Факелы уже догорели. Там, где они были воткнуты в землю, остались ямки и горки пепла. Пыль была взбита копытами и истоптана ногами. Сборщики навоза побывали и здесь — ни единого катышка на поле не осталось.
Эмери вышел из экипажа и пошел рядом. Кустер флегматично правил лошадкой и насвистывал, весьма фальшиво, какую-то мелодийку. Неожиданно Эмери остановился, ахнул, схватился руками за щеки.
Это было так не похоже на молодого господина, что Кустер натянул поводья.
— Что случилось?
— Гляди.
Кустер наклонился, посмотрел туда, куда указывал Эмери, но ничего интересного не заметил.
— Где?
— Вот здесь. Гляди внимательней.
Кустер выпучил глаза и перестал дышать. Постепенно он краснел, однако толку было немного: он по-прежнему ничего не понимал.
— Слезай с козел, — приказал Эмери. — Иди сюда. Стой здесь, смотри туда.
Господин и слуга встали плечом к плечу.
— Теперь видишь?
В пыли рос пучок травы.
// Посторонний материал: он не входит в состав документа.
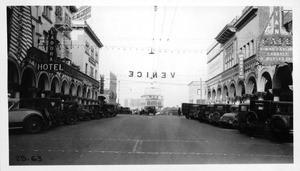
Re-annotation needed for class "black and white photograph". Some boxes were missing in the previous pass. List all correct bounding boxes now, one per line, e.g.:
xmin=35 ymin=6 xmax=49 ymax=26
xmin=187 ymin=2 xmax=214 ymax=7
xmin=0 ymin=0 xmax=300 ymax=170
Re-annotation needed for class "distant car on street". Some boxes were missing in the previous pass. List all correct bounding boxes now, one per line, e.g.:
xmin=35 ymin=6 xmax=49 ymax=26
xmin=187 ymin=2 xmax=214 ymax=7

Свежая зелень блестела от росы, солнце поглаживало его с очевидным удовольствием.
— Ну, трава... — сказал Кустер. — Вы про это говорите?
— Да, да, — нетерпеливо отозвался Эмери. — Откуда здесь трава?
— Да выросла, откуда же еще! — сказал Кустер, по-прежнему не понимая, куда клонит хозяин.
— Вчера на этой равнине проходили скачки. Здесь вытоптали все. Оглядись по сторонам: где-нибудь еще на этом поле выросла за ночь хоть травинка?
Кустер послушно огляделся.
— Ну... нет, — сказал он наконец.
— А здесь выросло.
— Ну да, здесь выросло.
— Должна быть причина, — сказал Эмери.
— Ну да, должна, — повторил Кустер.
Лошадь тоже приняла участие в общих размышлениях и под шумок сжевала объект дискуссии.
— Когда Уида вчера упала с лошади, она расшибла губу, — напомнил Эмери. — Она все время вытирала кровь, рукой и волосами. Но пару капель, видимо, все-таки уронила.
Кустер прикусил губу, посмотрел своему господину прямо в глаза.
— Но ведь этого не может быть! — шепнул он.
— Почему? — прямо спросил Эмери.
— Ну, не знаю... Слишком странно.
— Эльфийская кровь, — сказал Эмери. — Единственное объяснение. Здесь упала ее капля — и сразу выросла трава. Поэтому Уида и разрисовала свое тело. Чтобы скрыть розы.
— Какие розы? — не понял Кустер.
— Такие... — Эмери вздохнул. — Когда эльф испытывает сильное волнение, на его коже проступают фигуры, сильно напоминающие розы. Уида разукрасила себя спиралями, кругами. Если ее кожа и расцвела узорами во время скачки, то этого никто не заметил. Мы с тобой решили, что она сильно загорела на солнце, обветрила лицо, но на самом деле она просто смуглая. И глаза у неё раскосые. Она — эльфийка.